With that, he was going, leaving me there with warm and gooey feelings in my chest.

I methodically handled all my luggage.

Normally, I felt relief when everything was back in order, but there was a sad little pang in my chest when it was all done. I guess because a trip that had ended up meaning a lot more than I anticipated was over.

But, I reminded myself, what was to come would likely be even better.

I didn't exactly know what to expect for the progression of my relationship with Finch. I couldn't claim experience with such things. There was a small bit of reassurance, though, in the fact that Finch didn't have any experience with serious romantic relationships either.
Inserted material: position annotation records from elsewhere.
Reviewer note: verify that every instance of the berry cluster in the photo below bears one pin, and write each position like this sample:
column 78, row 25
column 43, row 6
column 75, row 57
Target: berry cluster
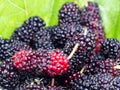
column 73, row 55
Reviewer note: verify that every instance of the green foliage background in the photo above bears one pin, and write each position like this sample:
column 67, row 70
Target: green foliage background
column 14, row 12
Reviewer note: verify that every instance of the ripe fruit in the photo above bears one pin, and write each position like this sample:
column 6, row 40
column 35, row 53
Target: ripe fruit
column 26, row 31
column 109, row 48
column 95, row 82
column 42, row 39
column 9, row 77
column 91, row 18
column 34, row 83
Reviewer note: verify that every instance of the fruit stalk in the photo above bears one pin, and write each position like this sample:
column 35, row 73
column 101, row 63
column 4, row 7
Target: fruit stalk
column 73, row 51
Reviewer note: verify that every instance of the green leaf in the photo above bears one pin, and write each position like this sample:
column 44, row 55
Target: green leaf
column 14, row 12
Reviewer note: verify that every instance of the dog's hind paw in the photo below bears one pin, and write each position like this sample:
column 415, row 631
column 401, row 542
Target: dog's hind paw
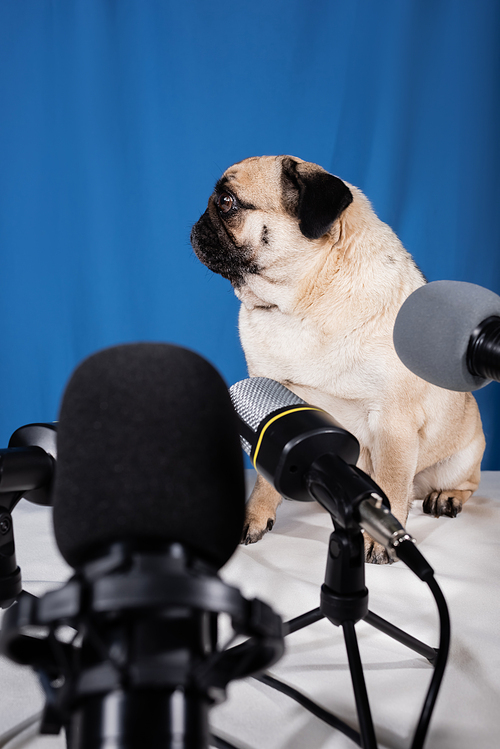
column 375, row 553
column 255, row 528
column 442, row 503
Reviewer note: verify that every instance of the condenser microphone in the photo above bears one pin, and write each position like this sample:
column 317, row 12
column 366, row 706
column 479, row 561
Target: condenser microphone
column 448, row 333
column 148, row 453
column 149, row 502
column 306, row 455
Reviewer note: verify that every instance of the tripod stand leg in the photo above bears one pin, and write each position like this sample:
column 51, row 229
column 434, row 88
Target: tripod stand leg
column 368, row 739
column 303, row 621
column 403, row 637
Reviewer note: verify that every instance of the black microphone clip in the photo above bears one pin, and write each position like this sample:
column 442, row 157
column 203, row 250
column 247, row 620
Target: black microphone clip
column 26, row 470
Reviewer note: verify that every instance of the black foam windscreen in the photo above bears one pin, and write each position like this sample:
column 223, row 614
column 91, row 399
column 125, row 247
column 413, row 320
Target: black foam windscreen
column 148, row 452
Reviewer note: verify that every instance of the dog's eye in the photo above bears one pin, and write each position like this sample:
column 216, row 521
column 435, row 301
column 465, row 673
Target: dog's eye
column 225, row 202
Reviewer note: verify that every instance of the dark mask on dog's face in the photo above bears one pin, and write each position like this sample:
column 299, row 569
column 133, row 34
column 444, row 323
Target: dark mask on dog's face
column 251, row 204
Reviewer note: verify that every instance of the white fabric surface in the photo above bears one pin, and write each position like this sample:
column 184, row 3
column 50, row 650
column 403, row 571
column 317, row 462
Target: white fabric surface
column 286, row 569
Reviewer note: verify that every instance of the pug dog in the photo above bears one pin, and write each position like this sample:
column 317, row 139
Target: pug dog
column 321, row 279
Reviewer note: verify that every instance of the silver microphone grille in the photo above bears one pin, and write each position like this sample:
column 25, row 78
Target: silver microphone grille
column 257, row 397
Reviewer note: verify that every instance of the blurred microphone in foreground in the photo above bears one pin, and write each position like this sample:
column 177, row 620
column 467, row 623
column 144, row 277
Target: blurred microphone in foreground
column 448, row 333
column 148, row 505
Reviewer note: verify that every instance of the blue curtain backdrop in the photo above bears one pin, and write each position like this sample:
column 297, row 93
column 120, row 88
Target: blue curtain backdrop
column 118, row 116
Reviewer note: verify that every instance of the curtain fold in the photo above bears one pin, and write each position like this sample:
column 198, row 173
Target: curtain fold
column 116, row 119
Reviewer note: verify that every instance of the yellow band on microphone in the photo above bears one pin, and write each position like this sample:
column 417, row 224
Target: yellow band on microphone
column 275, row 418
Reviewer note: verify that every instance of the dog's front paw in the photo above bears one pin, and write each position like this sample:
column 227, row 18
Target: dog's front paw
column 375, row 553
column 442, row 503
column 256, row 525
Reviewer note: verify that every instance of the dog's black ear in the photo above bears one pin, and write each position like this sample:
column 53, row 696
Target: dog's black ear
column 316, row 197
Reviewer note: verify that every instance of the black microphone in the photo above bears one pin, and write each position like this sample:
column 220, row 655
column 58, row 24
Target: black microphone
column 305, row 454
column 148, row 504
column 26, row 470
column 448, row 333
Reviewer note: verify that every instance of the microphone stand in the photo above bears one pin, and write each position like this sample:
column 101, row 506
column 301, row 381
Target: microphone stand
column 344, row 598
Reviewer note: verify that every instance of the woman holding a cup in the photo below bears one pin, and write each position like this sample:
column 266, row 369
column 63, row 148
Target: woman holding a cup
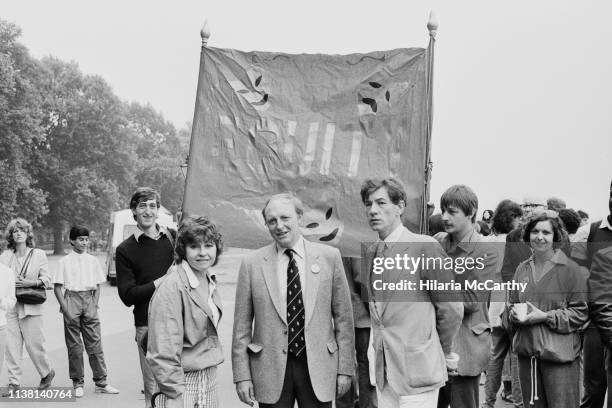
column 548, row 316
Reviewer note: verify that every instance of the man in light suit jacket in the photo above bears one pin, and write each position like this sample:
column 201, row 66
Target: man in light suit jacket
column 412, row 329
column 293, row 322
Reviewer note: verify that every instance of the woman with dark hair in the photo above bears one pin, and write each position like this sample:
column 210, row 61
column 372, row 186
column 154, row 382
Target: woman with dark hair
column 25, row 321
column 507, row 217
column 503, row 366
column 183, row 347
column 548, row 316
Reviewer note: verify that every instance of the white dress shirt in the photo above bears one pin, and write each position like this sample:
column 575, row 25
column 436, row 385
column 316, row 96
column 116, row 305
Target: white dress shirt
column 283, row 262
column 79, row 272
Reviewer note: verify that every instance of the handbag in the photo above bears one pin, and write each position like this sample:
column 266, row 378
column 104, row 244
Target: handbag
column 31, row 295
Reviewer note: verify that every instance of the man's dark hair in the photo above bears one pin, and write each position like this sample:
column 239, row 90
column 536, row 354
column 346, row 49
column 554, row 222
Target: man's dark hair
column 505, row 214
column 78, row 231
column 197, row 230
column 544, row 216
column 395, row 189
column 435, row 224
column 144, row 194
column 555, row 204
column 570, row 219
column 297, row 203
column 462, row 197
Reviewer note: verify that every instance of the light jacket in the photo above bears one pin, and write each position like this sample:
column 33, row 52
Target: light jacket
column 38, row 268
column 181, row 336
column 412, row 330
column 562, row 294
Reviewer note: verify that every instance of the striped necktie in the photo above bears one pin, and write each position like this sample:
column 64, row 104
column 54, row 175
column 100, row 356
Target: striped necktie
column 295, row 307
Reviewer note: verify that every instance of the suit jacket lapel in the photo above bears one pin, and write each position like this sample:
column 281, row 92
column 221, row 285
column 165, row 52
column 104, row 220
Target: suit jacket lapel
column 370, row 253
column 269, row 272
column 312, row 276
column 395, row 274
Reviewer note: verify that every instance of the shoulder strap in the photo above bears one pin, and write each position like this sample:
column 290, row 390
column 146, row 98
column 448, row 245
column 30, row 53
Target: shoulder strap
column 26, row 263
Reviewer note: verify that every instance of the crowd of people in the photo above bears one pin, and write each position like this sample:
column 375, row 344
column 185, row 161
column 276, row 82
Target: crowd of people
column 311, row 327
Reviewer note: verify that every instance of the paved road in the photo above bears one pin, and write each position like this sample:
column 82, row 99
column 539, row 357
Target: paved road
column 120, row 348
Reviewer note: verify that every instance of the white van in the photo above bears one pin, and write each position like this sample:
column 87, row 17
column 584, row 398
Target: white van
column 122, row 225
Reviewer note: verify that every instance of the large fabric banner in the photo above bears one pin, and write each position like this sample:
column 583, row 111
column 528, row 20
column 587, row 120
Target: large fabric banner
column 314, row 125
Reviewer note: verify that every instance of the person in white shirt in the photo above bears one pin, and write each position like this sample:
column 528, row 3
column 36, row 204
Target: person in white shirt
column 80, row 275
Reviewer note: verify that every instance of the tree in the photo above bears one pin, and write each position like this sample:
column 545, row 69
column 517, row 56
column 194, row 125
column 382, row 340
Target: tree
column 160, row 152
column 20, row 116
column 85, row 161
We would trip along this together, I guessed.

I called and made an appointment with my therapist, wondering what she would say about all of this.

That it was going to be good for me.

That I might find it healing.

A part of me bristled at the idea that I would need someone else--in a romantic sense--to help me heal. But maybe that thought pattern had been a defense in the first place. Because there was no denying that being around Finch had already started to soothe wounds I hadn't even been aware were still raw and open.
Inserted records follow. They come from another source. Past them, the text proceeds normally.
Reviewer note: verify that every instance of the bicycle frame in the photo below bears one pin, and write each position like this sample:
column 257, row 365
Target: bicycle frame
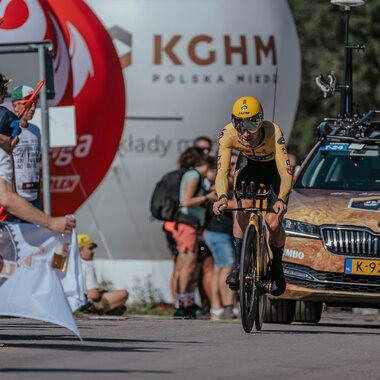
column 254, row 280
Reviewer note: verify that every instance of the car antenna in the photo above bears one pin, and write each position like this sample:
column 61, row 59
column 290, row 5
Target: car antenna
column 346, row 89
column 275, row 94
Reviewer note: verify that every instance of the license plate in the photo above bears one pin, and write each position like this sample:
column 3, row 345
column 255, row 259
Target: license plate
column 362, row 266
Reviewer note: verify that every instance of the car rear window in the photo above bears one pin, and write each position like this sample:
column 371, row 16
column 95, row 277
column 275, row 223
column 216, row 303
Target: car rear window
column 338, row 166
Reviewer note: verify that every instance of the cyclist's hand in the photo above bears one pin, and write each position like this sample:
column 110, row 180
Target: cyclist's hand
column 280, row 208
column 220, row 205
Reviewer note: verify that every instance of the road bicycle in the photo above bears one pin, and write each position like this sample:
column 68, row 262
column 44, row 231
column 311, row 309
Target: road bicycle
column 256, row 258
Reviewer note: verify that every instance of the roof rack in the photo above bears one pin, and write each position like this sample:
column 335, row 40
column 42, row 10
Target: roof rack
column 348, row 126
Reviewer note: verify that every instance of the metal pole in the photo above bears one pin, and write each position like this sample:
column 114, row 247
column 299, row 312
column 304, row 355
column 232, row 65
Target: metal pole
column 45, row 133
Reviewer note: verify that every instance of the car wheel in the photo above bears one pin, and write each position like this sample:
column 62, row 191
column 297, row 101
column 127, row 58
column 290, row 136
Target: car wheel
column 307, row 311
column 279, row 311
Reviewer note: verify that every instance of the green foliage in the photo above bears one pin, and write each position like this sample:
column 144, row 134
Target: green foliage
column 320, row 27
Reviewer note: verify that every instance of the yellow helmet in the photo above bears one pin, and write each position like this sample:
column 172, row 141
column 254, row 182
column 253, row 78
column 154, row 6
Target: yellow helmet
column 247, row 114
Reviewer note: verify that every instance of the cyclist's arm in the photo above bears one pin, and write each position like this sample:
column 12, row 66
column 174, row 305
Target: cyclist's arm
column 223, row 168
column 283, row 166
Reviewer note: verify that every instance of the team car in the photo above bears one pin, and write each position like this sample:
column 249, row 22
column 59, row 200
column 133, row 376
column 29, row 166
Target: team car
column 332, row 250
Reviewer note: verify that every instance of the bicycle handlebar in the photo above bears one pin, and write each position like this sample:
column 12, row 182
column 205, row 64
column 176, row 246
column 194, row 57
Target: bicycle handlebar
column 244, row 194
column 249, row 209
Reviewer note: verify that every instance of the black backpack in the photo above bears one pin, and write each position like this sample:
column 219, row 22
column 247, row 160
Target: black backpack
column 164, row 203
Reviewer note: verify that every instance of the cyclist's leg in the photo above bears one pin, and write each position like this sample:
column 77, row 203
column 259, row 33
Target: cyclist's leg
column 276, row 242
column 240, row 221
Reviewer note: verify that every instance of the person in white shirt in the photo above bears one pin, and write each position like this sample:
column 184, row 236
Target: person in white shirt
column 104, row 302
column 27, row 153
column 10, row 201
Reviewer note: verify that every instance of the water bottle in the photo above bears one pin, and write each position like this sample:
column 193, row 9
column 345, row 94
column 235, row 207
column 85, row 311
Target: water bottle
column 61, row 251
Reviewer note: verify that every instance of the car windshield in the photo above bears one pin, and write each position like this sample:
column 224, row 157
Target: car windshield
column 342, row 166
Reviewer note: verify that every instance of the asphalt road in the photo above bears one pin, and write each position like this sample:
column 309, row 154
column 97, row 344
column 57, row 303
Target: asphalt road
column 341, row 346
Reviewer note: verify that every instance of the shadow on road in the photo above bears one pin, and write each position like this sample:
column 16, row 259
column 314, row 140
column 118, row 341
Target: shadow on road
column 82, row 370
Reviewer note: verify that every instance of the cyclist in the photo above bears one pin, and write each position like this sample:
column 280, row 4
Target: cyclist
column 263, row 159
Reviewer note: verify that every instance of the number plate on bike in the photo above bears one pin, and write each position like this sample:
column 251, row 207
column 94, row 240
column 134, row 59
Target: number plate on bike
column 362, row 266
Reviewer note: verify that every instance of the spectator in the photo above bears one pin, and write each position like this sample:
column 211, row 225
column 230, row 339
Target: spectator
column 24, row 173
column 219, row 238
column 204, row 143
column 102, row 302
column 9, row 199
column 190, row 221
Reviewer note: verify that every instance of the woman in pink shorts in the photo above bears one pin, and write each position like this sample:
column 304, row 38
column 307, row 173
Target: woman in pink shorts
column 191, row 218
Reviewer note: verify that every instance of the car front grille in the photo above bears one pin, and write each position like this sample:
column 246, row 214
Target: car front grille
column 312, row 279
column 352, row 241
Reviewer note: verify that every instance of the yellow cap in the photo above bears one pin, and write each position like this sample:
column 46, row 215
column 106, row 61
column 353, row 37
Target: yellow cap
column 84, row 240
column 247, row 107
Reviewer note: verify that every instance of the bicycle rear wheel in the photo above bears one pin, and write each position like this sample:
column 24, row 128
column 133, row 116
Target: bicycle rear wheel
column 248, row 290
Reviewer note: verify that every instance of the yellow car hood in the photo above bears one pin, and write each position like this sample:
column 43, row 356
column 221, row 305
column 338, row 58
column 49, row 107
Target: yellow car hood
column 335, row 207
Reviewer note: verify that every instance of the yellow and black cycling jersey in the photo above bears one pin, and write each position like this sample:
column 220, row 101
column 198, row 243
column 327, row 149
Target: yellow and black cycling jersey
column 268, row 162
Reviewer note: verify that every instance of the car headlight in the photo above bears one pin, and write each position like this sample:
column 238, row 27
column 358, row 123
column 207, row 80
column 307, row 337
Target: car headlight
column 296, row 228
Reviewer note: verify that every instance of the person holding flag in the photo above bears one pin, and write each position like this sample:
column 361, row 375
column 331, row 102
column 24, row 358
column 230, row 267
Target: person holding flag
column 12, row 202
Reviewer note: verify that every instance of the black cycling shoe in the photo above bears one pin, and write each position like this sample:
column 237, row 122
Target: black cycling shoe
column 232, row 279
column 278, row 279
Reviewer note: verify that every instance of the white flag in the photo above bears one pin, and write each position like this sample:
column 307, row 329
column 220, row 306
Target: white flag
column 29, row 286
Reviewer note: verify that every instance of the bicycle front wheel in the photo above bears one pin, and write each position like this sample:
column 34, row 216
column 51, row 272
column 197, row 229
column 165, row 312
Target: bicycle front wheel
column 248, row 290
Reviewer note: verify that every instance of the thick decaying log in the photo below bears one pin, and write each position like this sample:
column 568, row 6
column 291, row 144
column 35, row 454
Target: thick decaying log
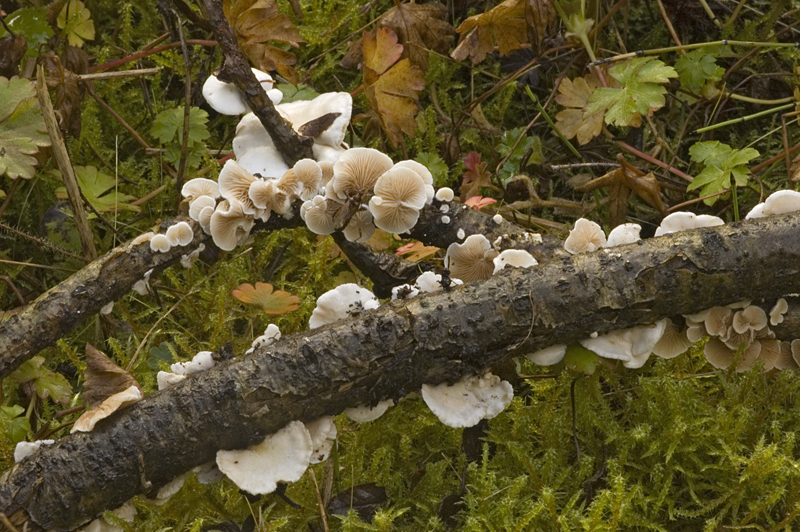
column 392, row 351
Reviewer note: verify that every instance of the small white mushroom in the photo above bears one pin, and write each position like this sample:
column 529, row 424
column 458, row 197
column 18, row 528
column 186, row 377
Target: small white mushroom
column 445, row 194
column 517, row 258
column 159, row 243
column 549, row 355
column 585, row 236
column 179, row 234
column 623, row 234
column 341, row 302
column 468, row 401
column 26, row 448
column 120, row 400
column 200, row 362
column 778, row 310
column 281, row 457
column 633, row 345
column 364, row 414
column 472, row 260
I'd gotten to used to my life the way it was, and to everyone around knowing what I had been through, and therefore never trying to push me.

Finch hadn't exactly been pushing anything either, but maybe nudging. And in his doing so, I realized I could be around men who weren't family --or very close family friends--without feeling that uncomfortable, distrustful rolling in my stomach, without flinching when they got too close.

I also learned that I could reach out to him, allow him to reach out to me, enjoy his closeness, feel the unfamiliar stirrings of desire.

And, admittedly, I could not have learned about that without him there.

So the logic was pretty sound.

I could heal old wounds with a new relationship. Maybe not quickly, not all at once. But slowly and steadily over time.